Bamboo is also a wonderful material when it’s processed sustainably for textile purposes and fabrics have been made from the plant for many thousands of years. The best quality fabric is produced in ways that do not extract cellulose but, instead, a natural enzyme is used on crushed bamboo wood fibres, which are then washed and spun into silky yarn.

And clothing aside, bamboo fabric is great as a sustainable alternative to single-use products. For example the ecoegg Reusable Kitchen Towels that give 85 uses per sheet (with 20 sheets to a roll) and facial products like the Bambaw Reusable Bamboo Makeup Remover Pads, that can be washed and reused many times.

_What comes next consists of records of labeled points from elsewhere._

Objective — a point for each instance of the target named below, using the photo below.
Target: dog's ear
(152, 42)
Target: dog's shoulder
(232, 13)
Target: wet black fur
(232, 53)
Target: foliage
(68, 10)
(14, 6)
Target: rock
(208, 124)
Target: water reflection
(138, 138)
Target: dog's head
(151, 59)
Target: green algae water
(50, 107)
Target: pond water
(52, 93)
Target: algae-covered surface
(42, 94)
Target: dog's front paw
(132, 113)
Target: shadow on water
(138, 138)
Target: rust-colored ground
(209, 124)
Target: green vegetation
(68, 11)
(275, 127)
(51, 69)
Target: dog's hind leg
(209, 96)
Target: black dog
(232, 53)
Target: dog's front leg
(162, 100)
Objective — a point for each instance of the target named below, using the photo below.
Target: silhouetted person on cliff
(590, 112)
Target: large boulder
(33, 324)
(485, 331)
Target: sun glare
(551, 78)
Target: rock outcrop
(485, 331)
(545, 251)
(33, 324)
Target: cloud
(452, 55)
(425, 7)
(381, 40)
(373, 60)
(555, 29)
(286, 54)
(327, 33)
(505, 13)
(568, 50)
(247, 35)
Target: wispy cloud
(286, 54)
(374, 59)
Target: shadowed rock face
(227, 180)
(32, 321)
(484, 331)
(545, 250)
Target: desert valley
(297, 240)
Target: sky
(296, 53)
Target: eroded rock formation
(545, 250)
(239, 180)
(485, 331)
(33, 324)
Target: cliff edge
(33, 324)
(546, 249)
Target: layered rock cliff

Our Beco Pets Bamboo bowls are made combination of bamboo, cornstarch and rice husks, a natural by-product from rice farming. The bowls have the same strength and durability as plastic, but they will naturally break down at end-of-life, so are much kinder to the planet.

Clearly, both bamboo and stainless steel products are a far better choice than plastic in terms of impact on the planet with each having its own strengths but for many products, the natural, environmentally-friendly choice would be the fast-growing bamboo grass.